I’ve worked in over 10 different hospitals in my journey as an internal medicine physician, and disappointingly saw the following scenario repeatedly: patients presenting to the ER with out-of-control chronic diseases because they couldn’t arrange transportation. They’d explain that without transport, they couldn’t see their physician and therefore couldn’t get a refill on their prescriptions. The system failed, and the patients and their healthcare providers suffered.
Our current medical system, which aims to bring patients to the healthcare system rather than bring healthcare to patients, is mightily centralized. This can lead to various complications. For example, lack of transportation causes nearly six million people in the U.S. annually to delay medical care. Medical errors are another issue, and could be reduced if patients have more insight and advocacy into their own care. Yet, they remain a leading cause of death in the U.S.
Healthcare costs have ballooned, due in part to the steep price of hospitalization. The healthcare sector has attempted to find solutions to complications, but often ends up causing further issues. For example, trying to control consumer healthcare spending has helped to create complex health insurance policies that the average patient has trouble understanding.
What if we tackle some of these inefficiencies by taking a page from decentralized finance (DeFi) and empower patients?
In finance, starting with Robinhood, commission-free app trading “democratized” finance by giving retail investors control of their finances. DeFi takes the concept further, freeing individuals from having to rely on traditional financial institutions for certain transactions. As of April 2021, DeFi was worth more than $100 billion.
In many ways, decentralized healthcare, or DeHealth, is already happening, and it’s nothing short of a paradigm shift.
Patients now have access to their electronic health records in real time, allowing them to be active participants in their own care.
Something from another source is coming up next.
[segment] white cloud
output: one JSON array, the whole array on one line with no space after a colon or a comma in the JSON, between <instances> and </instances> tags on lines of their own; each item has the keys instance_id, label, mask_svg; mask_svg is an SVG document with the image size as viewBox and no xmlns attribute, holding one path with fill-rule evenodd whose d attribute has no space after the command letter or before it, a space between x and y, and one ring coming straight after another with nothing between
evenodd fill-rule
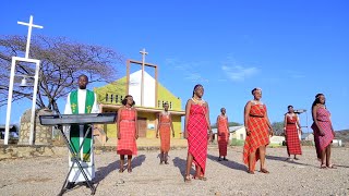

Companies such as PM Pediatrics, CityMD, CVS MinuteClinic and others are making neighborhood urgent care more accessible.
COVID-19 has forced healthcare to decentralize. The Centers for Medicare & Medicaid Services (CMS) has allowed reimbursement for telemedicine visits, and with several states waiving temporary requirements for physicians to hold a license in the state where the patient lives, telehealth visits were up 38-fold between January 2020 and February 2021.
Companies such as Teladoc and Amwell offer their own service or partner with healthcare organizations to provide telehealth capabilities. Others such as SnapMD, Doxy.Me, Bluestream Health, Wheel and Veemed also white label telehealth solutions for hospitals. For example, NYC Health + Hospitals now has a new service called Virtual ExpressCare that is powered by Bluestream Health. It provides New Yorkers with instant on-demand access to emergency medicine physicians. Patients can also add nurses, family members and others to the virtual conversation.
Other companies are enabling the decentralized healthcare model, as well. Avaya facilitates communication between providers and patients. PillPack and its competitors literally deliver healthcare to doorsteps by efficiently mailing prescriptions; LabQ offers lab tests in the home; and Apple can store information from an individual’s wearables, smartphone and electronic health records.
Hospitals have followed suit. Fueled by the CMS initiative for Hospital at Home, they’ve started delivering acute care at home. Mount Sinai, Johns Hopkins, Massachusetts General Hospital and many others including societies such as the AHA have joined this initiative.
The trend is clear. The future is DeHealth.